Touchez-moi, regardez : un esprit n’a pas de chair ni d’os. »

 

Homélie dominicale de Fr Jorel François: Incarnation et résurrection de la chair…

Version phonique:

Version écrite:

Incarnation et résurrection.

Les disciples étaient terrifiés, car ils pensaient qu’il s’agissait d’un fantôme (Lc 24, 37)

    Sœurs et frères, un récit tel que nous venons de l’écouter peut à bien des égards choquer nos oreilles modernes. En effet, qu’est-ce que c’est que cette histoire d’un homme mort revenu à la vie et qui apparait aux vivants, et qui demande à manger? Les disciples ne sont-ils pas tout aussi modernes, n’ont-ils pas bien raison d’être surpris, troublés, choqués?

    Faut-il pourtant, sœurs et frères, le rappeler? L’idée de résurrection n’est pas spécifiquement chrétienne, elle n’est pas du tout, au moins d’une certaine façon, une invention du christianisme. Dans le judaïsme, les pharisiens croyaient déjà en une possible résurrection des morts. On peut d’ailleurs en trouver des analogies dans des milieux encore plus anciens : chez les Égyptiens comme chez les Grecs anciens par exemple.

    Chez les Grecs, encore moins que chez les Égyptiens, on pensait qu’à la mort, l’âme du défunt se transformait en une sorte de spectre, de fantôme pour revenir hanter les vivants. Cette vision participe de la perspective dualiste de l’humain, très présente dans la mentalité grecque mais plutôt étrangère au monde juif.

    Dans l’univers grec, on avait d’un côté l’âme, l’esprit, de l’autre le corps, le tombeau de l’âme.
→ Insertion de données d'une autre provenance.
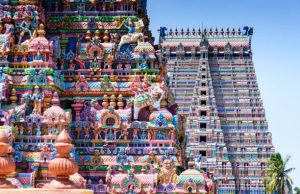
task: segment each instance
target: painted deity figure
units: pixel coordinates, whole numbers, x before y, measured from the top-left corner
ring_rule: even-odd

À la mort, l’âme se libère de ce tombeau qui l’emprisonnait, se désolidarise du corps qui l’alourdissait et qui la tenait captive.

    Depuis les conquêtes d’Alexandre le Grand, la culture grecque a beaucoup influencé le bassin méditerranéen, et même au-delà. Et c’est encore le cas, à l’époque de l’émergence du christianisme. Ce que rapporte l’évangile d’aujourd’hui (Lc 24, 35-48) par rapport à l’attitude des disciples face à l’apparition de Jésus, c’est-à-dire face à leur expérience de la présence mystérieuse du Crucifié revenu à la vie, montre qu’ils participent d’une certaine manière de cette anthropologie dualiste contestée par le Christ ressuscité : regardez mes mains et mes pieds, regardez la marque des clous… J’étais mort, mais je suis revenu à la vie. J’ai un corps glorieux qui n’a cependant pas cessé d’être mon propre corps, ce corps dans lequel j’ai vécu parmi vous, et sillonné les routes des hommes. Voulez-vous en avoir le cœur net ?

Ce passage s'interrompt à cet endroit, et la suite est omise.